In his cross-examination of Hearst, Browning repeatedly turned to the
defendant's own writings, in the form of the "Tania Interview"
(personal reflections written during Patty's so-called "missing year"
with the SLA), to undercut her testimony that she was something other
than an enthusiastic radical. The
verdict came after twelve hours of deliberation. Many
jurors ended their session in tears. On March
20, 1976, a jury of seven men and five women pronounced Hearst guilty
of armed robbery and use of a firearm to commit a felony. In the
end, jurors thought Hearst lied to try to shoehorn her actions into an
untenable theory. One juror explained that Bailey forced him to
either buy or reject "the whole package" and that Hearst's firing shots
at Mel's "didn't jive" with her supposedly passive role in the
SLA. Hearst was not the weak-willed puppet that the defense
suggested she was.

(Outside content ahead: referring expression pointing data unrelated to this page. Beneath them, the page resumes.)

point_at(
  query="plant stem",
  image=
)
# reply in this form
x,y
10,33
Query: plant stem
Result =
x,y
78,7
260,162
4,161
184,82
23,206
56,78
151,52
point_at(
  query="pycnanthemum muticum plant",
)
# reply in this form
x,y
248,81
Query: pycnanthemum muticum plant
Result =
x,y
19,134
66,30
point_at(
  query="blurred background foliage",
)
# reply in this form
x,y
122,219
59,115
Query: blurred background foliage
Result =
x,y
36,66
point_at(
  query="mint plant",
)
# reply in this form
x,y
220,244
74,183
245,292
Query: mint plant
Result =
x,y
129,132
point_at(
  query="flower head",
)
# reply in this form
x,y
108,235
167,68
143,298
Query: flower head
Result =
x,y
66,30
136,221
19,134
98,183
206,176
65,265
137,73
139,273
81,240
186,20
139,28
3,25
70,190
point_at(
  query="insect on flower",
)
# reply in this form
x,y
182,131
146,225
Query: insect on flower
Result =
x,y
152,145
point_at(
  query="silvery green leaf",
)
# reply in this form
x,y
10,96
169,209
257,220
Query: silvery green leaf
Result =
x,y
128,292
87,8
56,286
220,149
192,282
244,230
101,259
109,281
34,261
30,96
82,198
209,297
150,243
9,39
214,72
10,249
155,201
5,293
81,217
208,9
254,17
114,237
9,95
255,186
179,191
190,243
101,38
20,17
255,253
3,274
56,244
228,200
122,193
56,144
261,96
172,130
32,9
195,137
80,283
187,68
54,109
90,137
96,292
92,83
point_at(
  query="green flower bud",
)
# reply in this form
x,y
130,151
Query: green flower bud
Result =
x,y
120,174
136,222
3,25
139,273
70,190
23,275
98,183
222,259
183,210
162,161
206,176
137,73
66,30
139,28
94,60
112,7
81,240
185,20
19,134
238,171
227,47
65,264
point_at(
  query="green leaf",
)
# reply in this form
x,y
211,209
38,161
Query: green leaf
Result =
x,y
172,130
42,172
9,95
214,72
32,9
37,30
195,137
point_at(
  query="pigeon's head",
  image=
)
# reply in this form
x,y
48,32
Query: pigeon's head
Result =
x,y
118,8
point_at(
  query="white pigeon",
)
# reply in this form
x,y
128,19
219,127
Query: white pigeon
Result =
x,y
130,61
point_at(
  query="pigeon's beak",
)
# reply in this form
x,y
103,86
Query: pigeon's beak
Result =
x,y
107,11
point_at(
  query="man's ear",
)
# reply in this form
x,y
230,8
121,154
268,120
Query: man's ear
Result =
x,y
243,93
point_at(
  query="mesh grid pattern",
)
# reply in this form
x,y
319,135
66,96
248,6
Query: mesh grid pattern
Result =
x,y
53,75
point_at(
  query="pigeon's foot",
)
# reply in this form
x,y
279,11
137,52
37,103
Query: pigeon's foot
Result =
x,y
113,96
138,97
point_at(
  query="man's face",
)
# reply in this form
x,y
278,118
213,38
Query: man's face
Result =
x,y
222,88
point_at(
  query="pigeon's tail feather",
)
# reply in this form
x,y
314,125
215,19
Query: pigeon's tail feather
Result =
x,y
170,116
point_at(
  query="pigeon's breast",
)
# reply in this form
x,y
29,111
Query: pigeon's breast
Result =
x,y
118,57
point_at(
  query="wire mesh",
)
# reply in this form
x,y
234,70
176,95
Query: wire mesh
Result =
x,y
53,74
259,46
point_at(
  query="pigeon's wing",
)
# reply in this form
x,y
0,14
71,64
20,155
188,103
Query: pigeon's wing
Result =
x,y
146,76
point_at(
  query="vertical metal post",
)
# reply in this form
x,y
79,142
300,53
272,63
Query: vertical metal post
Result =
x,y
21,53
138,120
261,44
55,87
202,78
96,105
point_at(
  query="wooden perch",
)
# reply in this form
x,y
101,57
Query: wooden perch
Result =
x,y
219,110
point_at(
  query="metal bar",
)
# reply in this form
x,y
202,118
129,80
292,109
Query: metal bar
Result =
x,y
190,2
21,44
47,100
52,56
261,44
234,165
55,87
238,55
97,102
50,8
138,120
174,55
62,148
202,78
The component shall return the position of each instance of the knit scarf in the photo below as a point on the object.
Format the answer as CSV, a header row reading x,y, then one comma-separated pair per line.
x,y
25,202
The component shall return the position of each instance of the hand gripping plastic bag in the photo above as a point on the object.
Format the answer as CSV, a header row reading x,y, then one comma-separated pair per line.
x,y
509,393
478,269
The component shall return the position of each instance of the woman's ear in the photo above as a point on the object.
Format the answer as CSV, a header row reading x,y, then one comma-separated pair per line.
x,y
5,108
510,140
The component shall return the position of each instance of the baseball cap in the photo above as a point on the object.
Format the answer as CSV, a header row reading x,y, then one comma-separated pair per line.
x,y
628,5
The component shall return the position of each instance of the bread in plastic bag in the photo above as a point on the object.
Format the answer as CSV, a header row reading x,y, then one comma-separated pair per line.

A female juror concluded Hearst was "lying,
through and through," and that no woman would keep a love token from
someone who raped and abused her. Other jurors described Hearst
as "remote" and "baffling." We didn't know "whether we were
looking at a live girl or a robot," one male juror said. Jurors
seemed to blame the defendant for hiding behind Bailey's "mind-control"
theory and not coming clean about her true feelings. Hearst's
repeated taking of "the Fifth" also didn't sit well with jurors.
One explained, "It was a real shocker. A witness can't just tell
you what he wants to tell you and not tell you what he doesn't want to." Epilogue Hearst was
sentenced to seven years in prison. President
Jimmy Carter commuted Hearst's sentence to time served in February
1979. Hearst gained her release from prison after just twenty-two
months. On January 20, 2001, the last full day of his presidency,
Bill Clinton granted Patricia Campbell Hearst a full pardon. Commentator
George Will, reflecting on the Hearst story, saw it as a demonstration
of "the fragility of the individual's sense of self." Will
observed that Arthur Koestler's classic political novel Darkness at Noon featured a
sinister figure named Gletkin who was a master mind bender. Will
worried: "The disturbing thought is not that the SLA had some
cunning Gletkin who destroyed Tania's sense of her former self.